Posted by Vladimir Kotal on January 16, 2009 at 04:18 PM CET #

Is there someplace where I can find general dirctions on upgrading openSSL on a Solaris 10 x86 system? I've tried to upgrade to openSSL 0.9.8.j from the version that came with my server (OpenSSL 0.9.7d 17 Mar 2004 (+ security patches to 2006-09-29)) and when I run the openssl version command, it still shows 0.9.7d. I've searched and searched and cannot find too much on how to install this or upgrade it on a Solaris 10 x86 platform. Some instructions say to do the following: ./config...make...make all. Others say to gunzip and then pkgadd. So, I am not sure what to do.

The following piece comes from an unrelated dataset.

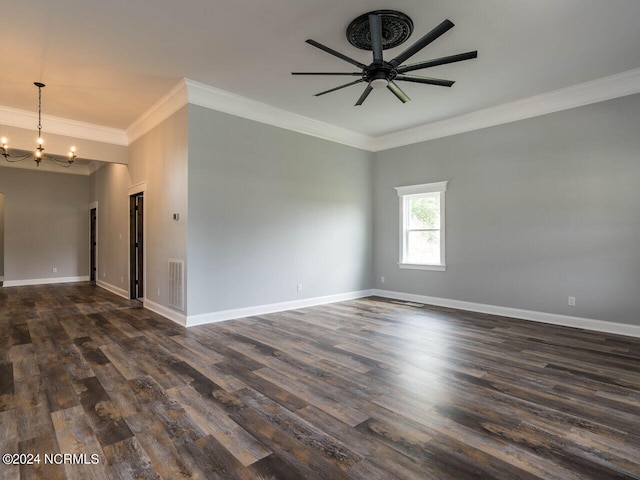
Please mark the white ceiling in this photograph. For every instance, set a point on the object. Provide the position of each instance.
(107, 62)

Posted by William Estes on January 30, 2009 at 05:10 PM CET #

@William: I'd advice to upgrade OpenSSL in S10 only in case you very much know what you're doing. Installing new OpenSSL version in separate directory (say /opt/ or /usr/local/) and linking a specific application to the new libraries is one thing, replacing the OpenSSL libraries used by system is another (risky and totally unsupported) thing. For example, by replacing /lib/libcrypto.so you will loose the ability to leverage HW crypto (such as SCA6k card or built-in crypto accelerators in Niagara CPUs) by using PKCS#11 engine via EVP OpenSSL API.

Posted by Vladimir Kotal on February 12, 2009 at 10:33 AM CET #

Why is CVE-2008-5077 no being fixed for the OpenSolaris 2008.11 release? I see that a fix is contained in b107 and there is already a preliminary patch for Solaris 10.

Posted by Johann on March 02, 2009 at 05:57 PM CET #

@Johann: A Service Repository Update (SRU) for CR 6786120 is in the works. I putback (er, pushed) the fix to the OpenSolaris 2008.11 repository some time ago so it's definitely coming.

Posted by Vladimir Kotal on March 02, 2009 at 07:00 PM CET #

I'll give you a good reason. It's why linux is kicking solaris 10's butt. Admins and Developers want technology greater then 2006 when it's 2009. It's a joke that sun doesn't update their packages like samba, openssl just to name a few.

Posted by Mark on March 23, 2009 at 04:13 AM CET #

Mark, linux is not a system, it's a kernel. If you want to talk about systems, talk about linux distros. If you want 0.9.8 branch, you can use OpenSolaris (even with support). As of now, 0.9.8a is there, soon to be upgraded to 0.9.8j. You just cannot compare "linux" to Solaris 10.

and if you think that "linux" is superior to S10, use it. There are good reasons to keep the current version in S10 and use its next branch in OpenSolaris but I would be repeating myself.

Posted by Jan on March 23, 2009 at 09:43 AM CET #

Hello,
Currently using most current release 10/08. I am trying to use the cups on Sol 10 u4 companion disk. I get the following error.
ld.so.1: cupsd: fatal: libssl.so.0.9.8: open failed: No such file or directory
I have the blastwave openssl 0.9.8 installed and would like to use for this application. This wants to use 0.9.7.

Thank You,
David

Posted by David Hamilton on April 06, 2009 at 08:10 PM CEST #

Hello,
Currently using most current release 10/08. I am trying to use the cups on Sol 10 u4 companion disk. I get the following error.
ld.so.1: cupsd: fatal: libssl.so.0.9.8: open failed: No such file or directory
I have the blastwave openssl 0.9.8 installed and would like to use for this application. This wants to use 0.9.7.
Thank You,
David

Posted by David Hamilton on April 06, 2009 at 08:10 PM CEST #

David, the following says that "cupsd" really needs 0.9.8:

ld.so.1: cupsd: fatal: libssl.so.0.9.8: open failed: No such file or directory

check that you really have 0.9.8 from Blastwave installed. If you have the problem might be that cupsd(1m) doesn't have /opt/csw/lib in its search path. That could be because cupsd wasn't installed from blastwave or was built on another machine with OpenSSL 0.9.8 in a different directory.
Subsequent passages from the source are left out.